The Quality Education India Development Impact Bond is the largest education DIB in the World, launched in 2018 with the Indian Government in Delhi and at the United Nations General Assembly in New York. The final results of the DIB will only be known in mid-2022. The key outcome funders for the impact bond include the British Asian Trust, the Michael & Susan Dell Foundation, and UBS Optimus Foundation.
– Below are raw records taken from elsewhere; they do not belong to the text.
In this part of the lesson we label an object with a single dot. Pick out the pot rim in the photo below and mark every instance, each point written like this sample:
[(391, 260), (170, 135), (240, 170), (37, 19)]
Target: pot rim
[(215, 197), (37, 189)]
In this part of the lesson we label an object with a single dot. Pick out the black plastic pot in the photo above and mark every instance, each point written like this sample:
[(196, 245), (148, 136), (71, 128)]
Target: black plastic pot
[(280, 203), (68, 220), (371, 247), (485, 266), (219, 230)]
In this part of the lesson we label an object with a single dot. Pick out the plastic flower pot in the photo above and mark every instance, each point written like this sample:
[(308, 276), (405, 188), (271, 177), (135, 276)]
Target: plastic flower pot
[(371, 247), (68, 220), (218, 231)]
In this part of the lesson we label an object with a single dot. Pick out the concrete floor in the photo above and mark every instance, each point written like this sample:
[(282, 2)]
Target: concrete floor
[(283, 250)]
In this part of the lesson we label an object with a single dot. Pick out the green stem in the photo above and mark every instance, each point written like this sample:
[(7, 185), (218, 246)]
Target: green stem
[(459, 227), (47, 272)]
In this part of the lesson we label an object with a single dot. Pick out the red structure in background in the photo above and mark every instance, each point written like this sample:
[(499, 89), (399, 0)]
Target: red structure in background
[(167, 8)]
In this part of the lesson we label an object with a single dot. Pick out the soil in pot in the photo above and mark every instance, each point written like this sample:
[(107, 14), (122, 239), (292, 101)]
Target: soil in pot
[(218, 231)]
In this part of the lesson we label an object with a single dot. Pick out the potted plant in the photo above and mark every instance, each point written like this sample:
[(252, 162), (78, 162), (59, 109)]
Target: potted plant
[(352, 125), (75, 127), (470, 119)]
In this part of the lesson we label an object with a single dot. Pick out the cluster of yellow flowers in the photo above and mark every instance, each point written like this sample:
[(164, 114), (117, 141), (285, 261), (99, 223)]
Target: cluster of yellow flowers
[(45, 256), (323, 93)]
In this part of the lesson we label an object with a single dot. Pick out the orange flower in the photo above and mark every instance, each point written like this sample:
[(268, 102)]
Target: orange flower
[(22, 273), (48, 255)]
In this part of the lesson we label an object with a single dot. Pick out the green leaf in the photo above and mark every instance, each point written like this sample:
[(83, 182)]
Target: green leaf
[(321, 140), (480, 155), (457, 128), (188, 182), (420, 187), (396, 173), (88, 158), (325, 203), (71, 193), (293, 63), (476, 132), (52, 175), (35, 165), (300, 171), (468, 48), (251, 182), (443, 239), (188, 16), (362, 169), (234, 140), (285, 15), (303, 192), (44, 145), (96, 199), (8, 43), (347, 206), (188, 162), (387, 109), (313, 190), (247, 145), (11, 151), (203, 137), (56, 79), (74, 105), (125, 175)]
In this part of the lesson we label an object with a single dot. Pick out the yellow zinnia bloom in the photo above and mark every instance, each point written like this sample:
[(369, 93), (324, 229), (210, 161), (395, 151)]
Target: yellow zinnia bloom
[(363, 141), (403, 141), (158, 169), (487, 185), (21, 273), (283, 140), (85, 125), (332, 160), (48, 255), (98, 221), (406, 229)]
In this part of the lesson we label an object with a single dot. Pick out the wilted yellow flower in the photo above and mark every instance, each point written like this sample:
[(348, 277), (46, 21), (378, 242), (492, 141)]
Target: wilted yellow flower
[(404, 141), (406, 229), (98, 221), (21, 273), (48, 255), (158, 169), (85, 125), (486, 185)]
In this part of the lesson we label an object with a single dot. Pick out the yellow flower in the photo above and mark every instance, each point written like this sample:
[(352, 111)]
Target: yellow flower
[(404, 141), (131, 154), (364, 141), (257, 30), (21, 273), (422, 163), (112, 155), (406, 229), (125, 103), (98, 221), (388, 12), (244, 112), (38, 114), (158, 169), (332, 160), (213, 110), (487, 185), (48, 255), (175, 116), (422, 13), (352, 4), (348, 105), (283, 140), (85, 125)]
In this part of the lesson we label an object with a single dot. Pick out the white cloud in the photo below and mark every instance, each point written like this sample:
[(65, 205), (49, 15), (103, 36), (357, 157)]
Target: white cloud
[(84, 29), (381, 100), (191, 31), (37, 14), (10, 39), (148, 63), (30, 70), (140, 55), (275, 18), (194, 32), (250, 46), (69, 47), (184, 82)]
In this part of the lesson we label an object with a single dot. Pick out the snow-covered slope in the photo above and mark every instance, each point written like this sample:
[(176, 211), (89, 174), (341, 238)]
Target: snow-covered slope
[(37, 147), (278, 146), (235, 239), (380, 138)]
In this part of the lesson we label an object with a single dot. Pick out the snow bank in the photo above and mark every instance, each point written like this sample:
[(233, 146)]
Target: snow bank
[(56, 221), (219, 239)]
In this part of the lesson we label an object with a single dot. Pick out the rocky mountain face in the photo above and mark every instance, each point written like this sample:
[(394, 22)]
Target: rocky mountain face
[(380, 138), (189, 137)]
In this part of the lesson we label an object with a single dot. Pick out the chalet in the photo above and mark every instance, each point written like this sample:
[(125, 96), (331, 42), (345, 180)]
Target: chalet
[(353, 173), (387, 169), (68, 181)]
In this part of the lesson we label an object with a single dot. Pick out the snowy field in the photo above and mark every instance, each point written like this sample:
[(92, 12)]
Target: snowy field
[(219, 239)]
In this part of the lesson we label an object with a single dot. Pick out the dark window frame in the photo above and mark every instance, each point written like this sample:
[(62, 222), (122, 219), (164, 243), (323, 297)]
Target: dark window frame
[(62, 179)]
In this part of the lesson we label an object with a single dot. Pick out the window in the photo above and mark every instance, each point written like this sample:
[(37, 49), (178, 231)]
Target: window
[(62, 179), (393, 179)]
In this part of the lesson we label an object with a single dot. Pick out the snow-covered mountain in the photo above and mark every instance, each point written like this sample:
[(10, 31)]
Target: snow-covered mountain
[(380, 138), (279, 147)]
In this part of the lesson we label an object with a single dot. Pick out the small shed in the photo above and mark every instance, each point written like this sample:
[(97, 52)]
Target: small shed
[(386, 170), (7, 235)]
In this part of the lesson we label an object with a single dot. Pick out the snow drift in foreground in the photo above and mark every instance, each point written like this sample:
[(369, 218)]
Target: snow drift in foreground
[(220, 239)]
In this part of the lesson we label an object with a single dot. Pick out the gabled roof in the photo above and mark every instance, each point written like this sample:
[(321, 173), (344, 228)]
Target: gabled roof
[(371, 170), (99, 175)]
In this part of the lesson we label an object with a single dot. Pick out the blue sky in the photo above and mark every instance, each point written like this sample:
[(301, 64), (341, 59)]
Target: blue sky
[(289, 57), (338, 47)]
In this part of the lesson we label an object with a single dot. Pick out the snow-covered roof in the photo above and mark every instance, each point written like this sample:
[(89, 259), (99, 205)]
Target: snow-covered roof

Other notable partners are Comic Relief, the UK Government’s Department for International Development, the Mittal Foundation, BT, the Lawrence Ellison Foundation, and Tata Trusts.
The Legal Framework for IBs in India
At present, there is no legal framework for the implementation of IBs. However, a parallel can be drawn between Public-Private Partnerships (“PPPs”) and IBs. The International Monetary Fund defines a PPP as “the transfer to the private sector of investment projects that traditionally have been executed or financed by the public sector”. A PPP utilizes private sector investments and public sector capital to attain social goals benefitting the public. Investors can infuse capital in the form of equity holding in entities if they have been set up as “Social Venture Funds”. A Social Venture Fund is registered as a Category I Alternative Investment Fund (“AIF”) under the AIF Regulations, 2012. AIFs are regulated by SEBI. An AIF is a privately pooled investment fund and can be either a venture capital fund or a private equity fund or a hedge fund attracting capital from either global or domestic investors.
In 2014, India became the first country in the world to make Corporate Social Responsibility (“CSR”) contributions mandatory, through Section 135 and Schedule VII of the Companies Act, 2013 as well as the CSR Rules, 2014. CSR provides an additional source of capital to finance IB programs and the convergence of CSR and impact investing will benefit the investors, as well as the society as a whole. However, the impact funds will have to adhere to the country’s CSR guidelines and align with the activities which may be included by companies in their CSR Policies suggested by the Act.
Impact investing is a relatively new model in India that is gaining traction in recent times. More awareness and guidance are needed on this front which will help investors and philanthropic organizations participate in such programs as there is still a lot of ambiguity related to the model. In order to leverage this further, the Government can form committees dedicated to these causes and help entities route CSR funds or other investments with a social objective towards Impact Bonds. Legal reforms and policy changes need to function in a more streamlined fashion to support impact investing in India. The productivity of Impact Bonds will multiply if private and public entities begin pooling their resources and direct them towards social impact investing.